Part of the problem is that these are "shoulds". Should, at least for me, has a very parental, arrogant, authoratarian tone to it. "You should be taking out the trash! You should be doing your homework, not listening to that... noise!"
I can't speak for anyone else, but if I spent New Years Eve/Day telling myself that kind of crap - essentially verbally beating myself to death - wild horses couldn't drag me into doing any of it. Of course I'd resent it!
And THAT, I believe, is the key to why such resolutions fail. We resent them. We resent the smug, know-it-all attitude that often lies behind such "resolutions".
Substituting "should" with "try" is even worse. "I'll try to do XYZ better" really means "I don't give a shit, but I think someone else might, so I've got to make it look like I'm making an effort."
This year, if you want Yet Another Alternative Suggestion, try this. Give yourself a break! Don't set yourself up for failure. You do NOT need to start the new year feeling miserable, resentful, angry, and/or a failure. Too many people do just that, which is why they spend the rest of the year making everyone else miserable, to make up for it.
If you need to set a goal, then set this one: I'll do the best I can at balancing my own needs with my own wants, with others needs, and with others wants.
This is something you almost can't fail to achieve, as it's what you're already doing, automatically, every day. The only purpose in having such a resolution is to start thinking about what you are doing, so you can fine-tune it, if, when and where you choose to.
ANY other resolution you can make that you CAN succeed at doing MUST follow from this one. The only question is where you've set the balance. That is all. In fact, not only will every resolution that you can succeed at follow from it, but so will everything you DO succeed at! Again, the only question is where you've set the balance.

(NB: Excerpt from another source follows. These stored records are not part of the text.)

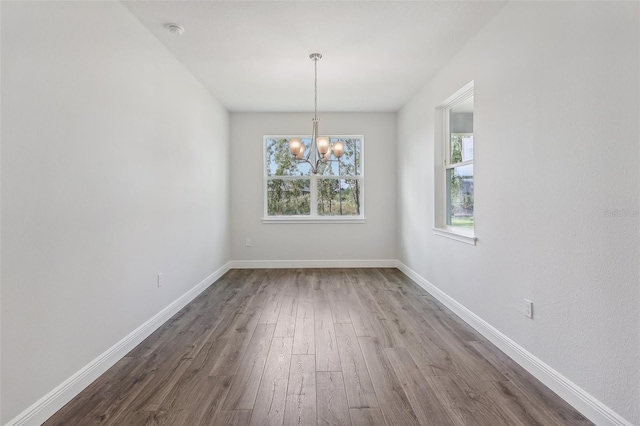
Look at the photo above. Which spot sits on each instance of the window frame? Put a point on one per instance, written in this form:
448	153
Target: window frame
443	165
313	216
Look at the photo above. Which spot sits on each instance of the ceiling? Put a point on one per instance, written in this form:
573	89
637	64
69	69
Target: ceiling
254	55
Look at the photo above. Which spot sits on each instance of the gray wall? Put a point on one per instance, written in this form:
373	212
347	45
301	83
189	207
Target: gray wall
114	169
375	239
557	101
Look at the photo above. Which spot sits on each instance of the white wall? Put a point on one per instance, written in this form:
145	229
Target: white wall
557	99
114	168
374	240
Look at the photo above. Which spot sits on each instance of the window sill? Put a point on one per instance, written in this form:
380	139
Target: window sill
466	237
294	219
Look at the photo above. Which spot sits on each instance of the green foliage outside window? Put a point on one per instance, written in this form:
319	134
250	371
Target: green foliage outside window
290	184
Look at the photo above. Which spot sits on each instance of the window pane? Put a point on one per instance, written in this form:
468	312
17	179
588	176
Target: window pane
350	162
338	197
460	196
288	197
461	147
461	132
280	162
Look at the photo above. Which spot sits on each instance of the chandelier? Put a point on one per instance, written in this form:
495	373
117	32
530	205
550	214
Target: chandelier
321	146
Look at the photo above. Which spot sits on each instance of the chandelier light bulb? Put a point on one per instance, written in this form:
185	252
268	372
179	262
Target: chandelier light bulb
294	146
300	154
323	144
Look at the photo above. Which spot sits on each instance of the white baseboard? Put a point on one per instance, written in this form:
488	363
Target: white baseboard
288	264
577	397
67	390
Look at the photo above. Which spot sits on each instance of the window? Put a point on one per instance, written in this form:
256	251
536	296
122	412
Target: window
292	192
455	185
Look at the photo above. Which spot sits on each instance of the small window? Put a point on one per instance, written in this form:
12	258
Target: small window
459	164
454	164
293	192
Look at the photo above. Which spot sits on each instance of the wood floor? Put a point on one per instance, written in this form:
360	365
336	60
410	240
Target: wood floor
316	346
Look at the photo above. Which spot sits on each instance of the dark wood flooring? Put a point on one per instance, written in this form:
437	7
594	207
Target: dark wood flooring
316	346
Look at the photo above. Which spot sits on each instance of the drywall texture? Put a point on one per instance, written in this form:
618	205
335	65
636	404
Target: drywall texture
557	97
374	239
114	169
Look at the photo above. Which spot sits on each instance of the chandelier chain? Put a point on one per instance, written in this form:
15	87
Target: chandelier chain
315	89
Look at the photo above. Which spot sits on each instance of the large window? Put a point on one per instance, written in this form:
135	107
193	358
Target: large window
292	192
455	180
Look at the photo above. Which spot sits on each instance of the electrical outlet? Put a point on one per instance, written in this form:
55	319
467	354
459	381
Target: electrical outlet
527	308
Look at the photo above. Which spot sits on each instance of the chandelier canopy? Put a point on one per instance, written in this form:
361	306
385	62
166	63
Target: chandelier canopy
321	146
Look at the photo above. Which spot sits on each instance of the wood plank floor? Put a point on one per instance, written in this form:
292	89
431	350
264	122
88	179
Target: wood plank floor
316	346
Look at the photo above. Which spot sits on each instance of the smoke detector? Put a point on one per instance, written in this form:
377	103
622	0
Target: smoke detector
175	29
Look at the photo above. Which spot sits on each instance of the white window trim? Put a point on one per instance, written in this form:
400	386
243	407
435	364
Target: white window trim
311	218
442	147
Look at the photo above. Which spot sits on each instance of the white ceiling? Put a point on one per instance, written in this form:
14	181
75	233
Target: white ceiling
254	55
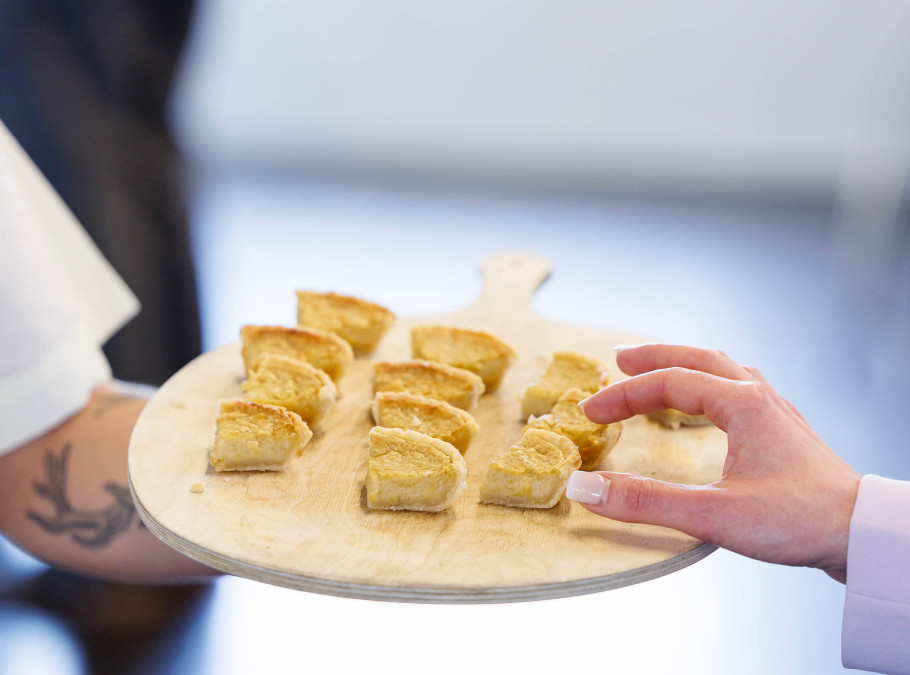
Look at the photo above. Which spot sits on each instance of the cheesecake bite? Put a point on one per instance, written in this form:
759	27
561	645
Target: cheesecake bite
400	410
567	370
253	436
533	473
478	352
291	383
320	348
594	441
453	385
360	322
408	470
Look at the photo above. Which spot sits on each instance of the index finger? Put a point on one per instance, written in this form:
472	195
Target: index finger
689	391
645	358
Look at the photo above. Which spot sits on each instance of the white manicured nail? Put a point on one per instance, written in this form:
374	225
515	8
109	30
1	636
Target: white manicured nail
587	488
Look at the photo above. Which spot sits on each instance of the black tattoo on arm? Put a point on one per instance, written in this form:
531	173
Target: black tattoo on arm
90	528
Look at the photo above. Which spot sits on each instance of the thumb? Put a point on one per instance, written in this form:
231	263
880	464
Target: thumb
634	499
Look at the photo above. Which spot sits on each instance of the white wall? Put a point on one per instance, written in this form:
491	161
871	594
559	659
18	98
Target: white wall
740	96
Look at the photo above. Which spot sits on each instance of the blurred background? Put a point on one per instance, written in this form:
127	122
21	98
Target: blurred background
731	176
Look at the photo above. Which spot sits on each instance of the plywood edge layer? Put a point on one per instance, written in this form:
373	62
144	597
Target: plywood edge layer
425	595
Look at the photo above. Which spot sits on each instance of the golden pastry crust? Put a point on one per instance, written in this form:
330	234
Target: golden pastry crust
361	322
673	419
534	473
453	385
400	410
594	441
321	349
256	437
291	383
411	471
566	371
479	352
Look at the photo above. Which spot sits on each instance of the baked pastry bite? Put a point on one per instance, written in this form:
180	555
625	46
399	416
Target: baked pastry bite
472	350
400	410
673	419
319	348
361	322
567	370
253	436
594	441
534	473
408	470
291	383
453	385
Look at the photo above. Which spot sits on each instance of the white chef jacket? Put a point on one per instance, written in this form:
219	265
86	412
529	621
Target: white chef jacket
60	301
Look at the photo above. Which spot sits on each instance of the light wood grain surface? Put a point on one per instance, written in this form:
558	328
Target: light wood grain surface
308	527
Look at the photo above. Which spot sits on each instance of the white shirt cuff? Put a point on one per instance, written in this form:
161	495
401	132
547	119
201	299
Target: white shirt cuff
38	398
876	629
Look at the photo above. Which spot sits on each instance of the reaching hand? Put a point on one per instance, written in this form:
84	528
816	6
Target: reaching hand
784	497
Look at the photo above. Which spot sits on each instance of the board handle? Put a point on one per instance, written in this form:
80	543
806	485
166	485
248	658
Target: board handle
510	279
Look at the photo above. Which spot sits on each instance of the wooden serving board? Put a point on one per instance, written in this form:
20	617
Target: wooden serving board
309	528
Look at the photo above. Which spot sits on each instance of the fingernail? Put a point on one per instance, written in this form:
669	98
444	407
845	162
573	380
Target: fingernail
587	488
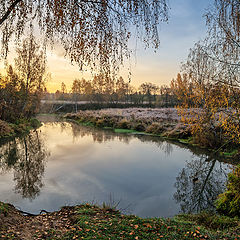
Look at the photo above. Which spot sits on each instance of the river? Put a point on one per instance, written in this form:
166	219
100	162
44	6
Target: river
62	163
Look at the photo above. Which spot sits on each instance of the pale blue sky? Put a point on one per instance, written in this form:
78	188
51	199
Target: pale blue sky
186	26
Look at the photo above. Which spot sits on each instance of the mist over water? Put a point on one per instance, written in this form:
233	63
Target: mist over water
64	164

So, that's something you've got to add. State where you are comfortable having that balance, between all four variables. Not as absolutes, because you're going to have different balances at work, at home, or out shopping, or whatever. But just some general abstract notion of where you're setting your limits.
Once you do that, the resolutions you might have otherwise written have a much better chance of actually happening, because you're not being set up to fail. And you might actually HAVE a "happy new year", for a change!